A CHARITY support worker was stabbed with a needle used by a heroin abuser unhappy on being told he was being evicted from a hostel, a court heard.

Due to “difficulties” during his stay, Callum Hay was asked to leave The Fells, a facility run by the charity Changing Lives, offering support and shelter to homeless men, at Plawsworth, near Chester-le-Street.

Durham Crown Court heard that he was told he could remain at the premises overnight on June 3, but that he was to leave the following morning.

Shaun Dryden, prosecuting, said at 10pm a female support worker and a colleague took him back to his room, where there was evidence of drug paraphernalia on the floor and on the bed.

The support worker warned Hay to take care sitting on the bed as a needle lay uncapped.

But Hay, who was being unusually aggressive, picked it up and thrust it downwards into her right thumb, where it pierced the skin behind the nail, causing a sharp pain and flow of blood.

Mr Dryden said the victim felt it was a deliberate attack by Hay as her hand was at her side.

Police were called and on arrival arrested Hay, while the support worker was taken to hospital with a 1cm puncture wound.

She was left with the fear of contracting hepatitis B or HIV, for which she was given medication but had the ignominy of attending a genitourinary ward.

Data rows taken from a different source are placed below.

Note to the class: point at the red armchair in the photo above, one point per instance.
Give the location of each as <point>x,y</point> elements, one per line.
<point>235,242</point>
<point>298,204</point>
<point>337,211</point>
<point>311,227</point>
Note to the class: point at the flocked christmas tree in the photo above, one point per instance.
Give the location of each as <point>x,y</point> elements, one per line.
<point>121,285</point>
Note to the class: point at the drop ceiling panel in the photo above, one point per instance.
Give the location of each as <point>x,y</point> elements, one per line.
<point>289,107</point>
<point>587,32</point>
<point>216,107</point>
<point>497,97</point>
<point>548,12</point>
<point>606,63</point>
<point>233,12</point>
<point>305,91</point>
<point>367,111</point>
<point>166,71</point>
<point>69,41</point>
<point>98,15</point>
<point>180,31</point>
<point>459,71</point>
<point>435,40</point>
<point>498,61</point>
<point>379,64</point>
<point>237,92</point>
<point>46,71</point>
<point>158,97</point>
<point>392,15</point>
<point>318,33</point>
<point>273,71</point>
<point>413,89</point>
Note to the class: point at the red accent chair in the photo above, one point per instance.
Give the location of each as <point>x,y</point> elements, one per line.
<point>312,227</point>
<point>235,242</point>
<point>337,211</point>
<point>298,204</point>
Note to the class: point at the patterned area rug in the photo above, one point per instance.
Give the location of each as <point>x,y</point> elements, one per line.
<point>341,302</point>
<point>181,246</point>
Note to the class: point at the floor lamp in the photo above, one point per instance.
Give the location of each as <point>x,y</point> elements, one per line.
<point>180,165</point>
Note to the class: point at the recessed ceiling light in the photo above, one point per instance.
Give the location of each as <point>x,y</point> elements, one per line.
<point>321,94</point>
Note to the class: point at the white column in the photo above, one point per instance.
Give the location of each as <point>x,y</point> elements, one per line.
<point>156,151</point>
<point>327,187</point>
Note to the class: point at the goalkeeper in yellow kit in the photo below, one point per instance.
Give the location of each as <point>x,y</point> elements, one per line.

Mr Dryden said the attack had a detrimental impact on the worker, who had previously enjoyed her role at the hostel.

The 22-year-old defendant, who has been in custody since the incident, made some admissions in his police interview and pleaded guilty to assault causing actual bodily harm.

Tony Davis, mitigating, said: “Plainly those in a position to assist young people like Mr Hay deserve better treatment. He accepts that.

“He was clearly in a highly distressed condition.

“He was addicted to heroin and bereft of any support structure other than the help he received from Changing Lives, which works with various agencies.

“He was homeless because of his drug addiction but wasn’t under the auspices of any formal order at the time and was clearly continuing to use drugs.

“In these circumstances these unfortunate injuries took place. He’s utterly remorseful about that.”

But Mr Davis said for the victim’s piece of mind Hay was willing to hand over medical records to prove he has never been diagnosed with hepatitis B or HIV.

Judge Jonathan Carroll said the attack has had, “a profoundly damaging impact” on a public service charity work.”

He passed a 20-month prison sentence and issued an indefinite restraining order prohibiting Hay from contacting either support worker or going to The Fells.